Detective Perez was silent with disapproval.
She glared at her. “He messed my whole life up.”
When Phil laid his hand on her forearm, she jerked it away again. “You know I left Bracebridge three years ago to get away from him. I needed to know.”
“Know what?” the detective asked.
“Everything. How he got away with it. How he could live with himself. After Grade Nine, I couldn’t live with him anymore, either.”
Detective Perez said nothing. She opened her notebook on the table.
“I couldn’t take his abuse,” Greta continued. “There was no nasty incident. No ugly drama. I just shut down.”
“So, you ran away, is what you’re saying?” the detective asked.
Greta shrunk. Escape was what she’d done. Avoided her own death was even more likely. She took a deep breath and tried to calm her nerves. “No, I dropped out of school. I
read somewhere—I don’t know where now—that Steve Jobs dropped out, too. I thought that, if he’d done it and still made it big, it wasn’t impossible for me to make something of myself… You know, live a better life.”
“In what area did you think you’d do that?” The detective asked with a sour look. “He dropped out of college, not high school.

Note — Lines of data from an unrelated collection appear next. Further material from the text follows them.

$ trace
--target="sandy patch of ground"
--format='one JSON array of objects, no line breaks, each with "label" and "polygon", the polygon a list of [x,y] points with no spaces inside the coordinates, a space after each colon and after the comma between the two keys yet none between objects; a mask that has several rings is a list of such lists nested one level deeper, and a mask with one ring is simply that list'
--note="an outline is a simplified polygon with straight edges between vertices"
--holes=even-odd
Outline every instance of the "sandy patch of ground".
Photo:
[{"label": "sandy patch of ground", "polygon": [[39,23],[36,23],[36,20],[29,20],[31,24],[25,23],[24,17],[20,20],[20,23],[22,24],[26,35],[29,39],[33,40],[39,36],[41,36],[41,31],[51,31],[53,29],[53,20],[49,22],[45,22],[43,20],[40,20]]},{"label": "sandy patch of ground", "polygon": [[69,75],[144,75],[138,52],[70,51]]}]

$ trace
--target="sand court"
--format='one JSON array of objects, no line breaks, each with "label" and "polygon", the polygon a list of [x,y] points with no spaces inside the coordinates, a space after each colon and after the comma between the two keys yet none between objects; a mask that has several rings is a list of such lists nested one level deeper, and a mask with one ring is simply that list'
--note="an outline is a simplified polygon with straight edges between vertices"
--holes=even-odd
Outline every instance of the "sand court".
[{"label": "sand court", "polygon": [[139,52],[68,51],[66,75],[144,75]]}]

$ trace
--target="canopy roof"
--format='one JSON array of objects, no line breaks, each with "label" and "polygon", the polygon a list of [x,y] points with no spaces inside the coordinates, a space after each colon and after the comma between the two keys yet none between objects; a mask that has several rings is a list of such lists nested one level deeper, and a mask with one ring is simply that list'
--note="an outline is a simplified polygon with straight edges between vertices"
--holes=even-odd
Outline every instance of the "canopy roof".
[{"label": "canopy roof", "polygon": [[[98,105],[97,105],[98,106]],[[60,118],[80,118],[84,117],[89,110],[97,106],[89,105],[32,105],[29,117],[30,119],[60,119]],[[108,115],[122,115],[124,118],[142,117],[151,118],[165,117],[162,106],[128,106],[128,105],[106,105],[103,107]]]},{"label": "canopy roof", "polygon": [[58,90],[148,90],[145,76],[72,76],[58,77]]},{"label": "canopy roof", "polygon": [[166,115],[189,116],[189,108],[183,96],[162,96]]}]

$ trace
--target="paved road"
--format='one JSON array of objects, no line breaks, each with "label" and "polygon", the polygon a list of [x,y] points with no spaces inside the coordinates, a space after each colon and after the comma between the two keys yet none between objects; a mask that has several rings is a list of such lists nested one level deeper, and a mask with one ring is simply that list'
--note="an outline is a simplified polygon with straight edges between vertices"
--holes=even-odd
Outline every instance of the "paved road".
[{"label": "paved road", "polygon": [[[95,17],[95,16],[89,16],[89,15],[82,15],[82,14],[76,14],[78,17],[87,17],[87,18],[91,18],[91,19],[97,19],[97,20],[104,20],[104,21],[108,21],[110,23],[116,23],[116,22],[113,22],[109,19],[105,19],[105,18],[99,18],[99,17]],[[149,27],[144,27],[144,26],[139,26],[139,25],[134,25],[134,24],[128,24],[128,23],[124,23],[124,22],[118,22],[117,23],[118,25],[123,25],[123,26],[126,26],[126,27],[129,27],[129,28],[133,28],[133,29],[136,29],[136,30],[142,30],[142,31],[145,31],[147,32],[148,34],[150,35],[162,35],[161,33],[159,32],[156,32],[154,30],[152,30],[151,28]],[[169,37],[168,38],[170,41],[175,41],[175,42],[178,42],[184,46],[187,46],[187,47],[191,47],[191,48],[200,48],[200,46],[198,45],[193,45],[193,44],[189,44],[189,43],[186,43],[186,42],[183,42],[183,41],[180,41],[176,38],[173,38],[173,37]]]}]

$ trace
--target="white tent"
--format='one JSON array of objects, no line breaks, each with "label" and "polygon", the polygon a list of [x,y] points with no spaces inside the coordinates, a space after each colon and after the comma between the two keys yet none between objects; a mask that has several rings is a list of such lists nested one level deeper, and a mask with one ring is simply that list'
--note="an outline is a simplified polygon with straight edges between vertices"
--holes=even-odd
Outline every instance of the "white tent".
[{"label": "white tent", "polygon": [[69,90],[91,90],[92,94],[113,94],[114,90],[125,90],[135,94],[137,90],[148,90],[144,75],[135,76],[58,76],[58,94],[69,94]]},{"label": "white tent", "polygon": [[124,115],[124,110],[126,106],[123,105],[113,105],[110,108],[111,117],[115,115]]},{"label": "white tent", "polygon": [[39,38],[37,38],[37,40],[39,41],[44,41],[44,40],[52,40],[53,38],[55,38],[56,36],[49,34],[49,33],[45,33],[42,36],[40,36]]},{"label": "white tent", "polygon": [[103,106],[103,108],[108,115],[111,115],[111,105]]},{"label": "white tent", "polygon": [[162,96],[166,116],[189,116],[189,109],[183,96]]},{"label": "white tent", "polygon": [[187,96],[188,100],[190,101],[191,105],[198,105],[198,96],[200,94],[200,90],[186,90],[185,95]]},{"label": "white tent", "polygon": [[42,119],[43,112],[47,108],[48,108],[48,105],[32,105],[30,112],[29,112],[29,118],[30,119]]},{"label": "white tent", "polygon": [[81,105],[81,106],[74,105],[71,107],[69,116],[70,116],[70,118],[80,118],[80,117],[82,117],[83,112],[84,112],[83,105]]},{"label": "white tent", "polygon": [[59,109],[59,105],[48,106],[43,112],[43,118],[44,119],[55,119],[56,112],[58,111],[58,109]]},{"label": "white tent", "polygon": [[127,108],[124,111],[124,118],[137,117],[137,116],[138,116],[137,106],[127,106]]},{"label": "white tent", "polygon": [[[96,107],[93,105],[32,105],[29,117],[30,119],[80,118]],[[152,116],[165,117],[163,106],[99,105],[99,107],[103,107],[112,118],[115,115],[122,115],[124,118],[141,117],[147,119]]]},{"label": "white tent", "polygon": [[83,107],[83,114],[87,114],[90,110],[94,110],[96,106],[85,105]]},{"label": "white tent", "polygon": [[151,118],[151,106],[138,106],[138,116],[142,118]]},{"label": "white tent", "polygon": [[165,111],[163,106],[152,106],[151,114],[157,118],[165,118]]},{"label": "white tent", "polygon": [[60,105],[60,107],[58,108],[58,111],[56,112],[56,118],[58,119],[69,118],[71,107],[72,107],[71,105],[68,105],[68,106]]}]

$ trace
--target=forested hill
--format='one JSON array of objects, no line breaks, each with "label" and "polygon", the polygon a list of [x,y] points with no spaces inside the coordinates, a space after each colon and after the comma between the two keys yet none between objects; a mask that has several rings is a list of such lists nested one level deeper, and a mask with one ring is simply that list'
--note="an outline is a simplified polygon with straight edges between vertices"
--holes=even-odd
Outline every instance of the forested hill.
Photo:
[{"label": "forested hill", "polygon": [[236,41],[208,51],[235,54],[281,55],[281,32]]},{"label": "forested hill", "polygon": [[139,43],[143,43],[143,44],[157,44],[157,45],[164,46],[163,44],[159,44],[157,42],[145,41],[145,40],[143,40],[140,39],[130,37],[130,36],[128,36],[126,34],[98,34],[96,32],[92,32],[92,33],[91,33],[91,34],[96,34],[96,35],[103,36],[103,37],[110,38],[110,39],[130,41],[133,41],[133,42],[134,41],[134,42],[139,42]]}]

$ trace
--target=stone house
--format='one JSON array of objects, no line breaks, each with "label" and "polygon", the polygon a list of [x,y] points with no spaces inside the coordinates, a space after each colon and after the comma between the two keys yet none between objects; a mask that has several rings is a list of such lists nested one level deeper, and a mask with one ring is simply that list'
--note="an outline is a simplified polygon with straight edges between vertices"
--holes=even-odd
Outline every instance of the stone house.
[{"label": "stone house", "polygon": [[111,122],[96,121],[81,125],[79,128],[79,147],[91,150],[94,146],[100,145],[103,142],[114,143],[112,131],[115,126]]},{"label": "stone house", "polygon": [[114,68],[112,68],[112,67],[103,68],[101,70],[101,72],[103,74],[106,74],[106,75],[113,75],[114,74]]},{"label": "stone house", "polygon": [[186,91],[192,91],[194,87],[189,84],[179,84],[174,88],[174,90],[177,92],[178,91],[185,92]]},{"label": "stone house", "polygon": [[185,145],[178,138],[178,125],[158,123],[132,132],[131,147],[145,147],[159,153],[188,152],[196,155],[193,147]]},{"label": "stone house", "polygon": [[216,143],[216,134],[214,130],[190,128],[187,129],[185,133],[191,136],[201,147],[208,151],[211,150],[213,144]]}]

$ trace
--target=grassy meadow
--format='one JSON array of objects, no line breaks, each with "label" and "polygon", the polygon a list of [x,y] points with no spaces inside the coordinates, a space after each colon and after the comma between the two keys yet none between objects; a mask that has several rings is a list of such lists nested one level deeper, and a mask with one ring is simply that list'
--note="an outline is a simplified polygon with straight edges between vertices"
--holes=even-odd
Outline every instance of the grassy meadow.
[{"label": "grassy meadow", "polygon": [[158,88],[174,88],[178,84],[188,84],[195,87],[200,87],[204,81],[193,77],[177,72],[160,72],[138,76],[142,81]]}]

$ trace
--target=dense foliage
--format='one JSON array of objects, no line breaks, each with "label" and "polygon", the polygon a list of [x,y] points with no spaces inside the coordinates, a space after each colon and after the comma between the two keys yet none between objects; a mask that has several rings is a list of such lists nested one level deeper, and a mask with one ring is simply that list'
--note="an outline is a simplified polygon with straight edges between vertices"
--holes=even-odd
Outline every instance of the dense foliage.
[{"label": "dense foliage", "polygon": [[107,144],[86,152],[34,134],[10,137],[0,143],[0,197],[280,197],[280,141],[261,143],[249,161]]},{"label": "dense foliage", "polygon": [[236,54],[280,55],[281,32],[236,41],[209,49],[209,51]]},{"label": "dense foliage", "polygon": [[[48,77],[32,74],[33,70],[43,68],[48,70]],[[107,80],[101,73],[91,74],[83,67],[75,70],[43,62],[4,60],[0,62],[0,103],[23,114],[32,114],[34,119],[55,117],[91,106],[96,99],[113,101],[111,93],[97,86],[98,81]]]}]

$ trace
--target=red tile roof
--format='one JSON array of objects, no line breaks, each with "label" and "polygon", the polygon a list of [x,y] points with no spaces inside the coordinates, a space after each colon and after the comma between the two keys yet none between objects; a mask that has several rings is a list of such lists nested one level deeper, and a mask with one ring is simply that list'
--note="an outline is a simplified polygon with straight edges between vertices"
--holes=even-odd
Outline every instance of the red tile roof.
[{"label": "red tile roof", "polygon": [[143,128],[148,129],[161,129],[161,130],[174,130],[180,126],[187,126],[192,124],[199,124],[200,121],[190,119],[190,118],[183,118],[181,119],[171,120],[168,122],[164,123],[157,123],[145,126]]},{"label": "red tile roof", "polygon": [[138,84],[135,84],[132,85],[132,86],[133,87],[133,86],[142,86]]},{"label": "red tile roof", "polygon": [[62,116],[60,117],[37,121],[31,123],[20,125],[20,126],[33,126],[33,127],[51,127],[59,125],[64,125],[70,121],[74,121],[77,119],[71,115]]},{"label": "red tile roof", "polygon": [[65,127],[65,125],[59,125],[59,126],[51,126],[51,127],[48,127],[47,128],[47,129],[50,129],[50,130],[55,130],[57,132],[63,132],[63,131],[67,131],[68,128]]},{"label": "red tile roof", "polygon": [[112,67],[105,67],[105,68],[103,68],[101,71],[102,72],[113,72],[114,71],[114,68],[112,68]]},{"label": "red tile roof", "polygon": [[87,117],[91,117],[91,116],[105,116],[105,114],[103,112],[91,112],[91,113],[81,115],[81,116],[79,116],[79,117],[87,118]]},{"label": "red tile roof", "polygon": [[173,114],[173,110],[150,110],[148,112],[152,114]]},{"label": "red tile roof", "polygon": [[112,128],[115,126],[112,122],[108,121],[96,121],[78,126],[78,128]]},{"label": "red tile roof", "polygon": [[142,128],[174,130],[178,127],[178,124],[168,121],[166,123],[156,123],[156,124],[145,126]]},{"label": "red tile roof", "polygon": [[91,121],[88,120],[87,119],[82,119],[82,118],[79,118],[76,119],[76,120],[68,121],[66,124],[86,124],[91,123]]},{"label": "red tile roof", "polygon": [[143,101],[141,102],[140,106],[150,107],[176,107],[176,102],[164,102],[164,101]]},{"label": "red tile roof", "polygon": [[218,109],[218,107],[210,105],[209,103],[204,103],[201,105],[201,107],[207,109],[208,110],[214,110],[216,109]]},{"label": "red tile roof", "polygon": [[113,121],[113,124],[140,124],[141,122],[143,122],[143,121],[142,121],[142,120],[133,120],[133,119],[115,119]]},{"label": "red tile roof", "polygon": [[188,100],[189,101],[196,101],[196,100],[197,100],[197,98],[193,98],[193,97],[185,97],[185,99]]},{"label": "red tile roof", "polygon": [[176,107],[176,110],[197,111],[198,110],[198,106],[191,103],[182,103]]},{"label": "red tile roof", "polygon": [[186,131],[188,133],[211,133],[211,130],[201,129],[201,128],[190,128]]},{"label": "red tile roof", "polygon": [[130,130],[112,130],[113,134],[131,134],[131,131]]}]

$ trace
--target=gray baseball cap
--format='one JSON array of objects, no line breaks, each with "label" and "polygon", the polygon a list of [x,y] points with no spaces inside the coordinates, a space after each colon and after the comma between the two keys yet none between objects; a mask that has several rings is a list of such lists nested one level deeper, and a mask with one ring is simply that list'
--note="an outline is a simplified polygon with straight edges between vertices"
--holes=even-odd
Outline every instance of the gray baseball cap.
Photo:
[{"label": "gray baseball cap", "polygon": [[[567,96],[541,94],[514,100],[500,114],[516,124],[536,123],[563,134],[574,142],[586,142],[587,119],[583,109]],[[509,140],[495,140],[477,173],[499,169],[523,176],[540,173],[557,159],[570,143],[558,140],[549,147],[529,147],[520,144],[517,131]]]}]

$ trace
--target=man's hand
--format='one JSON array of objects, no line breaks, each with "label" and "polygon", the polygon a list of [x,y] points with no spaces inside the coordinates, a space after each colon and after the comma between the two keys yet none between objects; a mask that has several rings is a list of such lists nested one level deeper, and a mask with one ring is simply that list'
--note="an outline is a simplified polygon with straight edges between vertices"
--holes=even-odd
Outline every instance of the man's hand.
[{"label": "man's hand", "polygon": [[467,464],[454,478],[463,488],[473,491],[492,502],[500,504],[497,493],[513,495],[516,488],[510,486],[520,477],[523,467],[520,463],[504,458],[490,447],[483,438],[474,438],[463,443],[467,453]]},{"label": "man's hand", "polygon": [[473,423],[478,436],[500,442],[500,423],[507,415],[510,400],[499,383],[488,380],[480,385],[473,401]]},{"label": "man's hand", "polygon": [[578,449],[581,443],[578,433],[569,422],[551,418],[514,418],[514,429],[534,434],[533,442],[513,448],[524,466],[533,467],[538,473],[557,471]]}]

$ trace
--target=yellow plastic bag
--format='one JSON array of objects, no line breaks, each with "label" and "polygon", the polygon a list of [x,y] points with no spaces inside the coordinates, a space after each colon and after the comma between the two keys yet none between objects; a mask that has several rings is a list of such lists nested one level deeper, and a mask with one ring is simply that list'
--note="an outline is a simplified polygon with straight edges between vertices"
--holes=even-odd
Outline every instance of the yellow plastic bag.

Did you talk through this decision with any adults before you made it?”
“Like who? My dad? The man who couldn’t have cared less?”
“So that’s a no then?”
She sighed. “It’s not what I said. When Mr. and Mrs. Xiangzi found out, they didn’t say anything.”
“Really?”
“They didn’t need to. I could see the disappointment in their eyes.”
“Then you didn’t talk to them before you decided?”
She blushed deep red. “After I decided was when I talked to them. Mrs. Xiangzi worked hard with me each night on my homework, so I knew she’d be mad and want to try to stop me.”
It had been almost four years, and she still felt guilty about the grief she’d caused them. She looked down at the floor, ashamed. “I wasn’t their child but they treated me like a daughter.”
The detective nodded. “You’re lucky you still have them in your life.”
She made a mental note to call them as soon as they’d finished. She hoped it wouldn’t be much longer. Not like yesterday. It wouldn’t be. It couldn’t be.
“I am. And they were clear. If I wasn’t in school, I had to be in the restaurant. All day. Every day. On time.”
Greta worked at New Haven for the next six months of the long, cold Ontario winter. While the days were flat and never seemed to brighten, the half-year passed quickly. They were a little family because, by that time, her father had all but disappeared. He only used the apartment as a place to crash between the women and the forty-ounce bottles that had taken over his life. Although there were days Greta wished it, she knew he wouldn’t take off forever. He was never able to sell the cabin, so the nest egg he’d sunk into it was stuck there. The thing that weighed most heavily on her mind was all the times he had driven back to visit in the dead of night, navigating the dark windy country roads, with his good friend Jack Daniels open on his lap. Happy if he died in an accident, she didn’t want him killing someone else.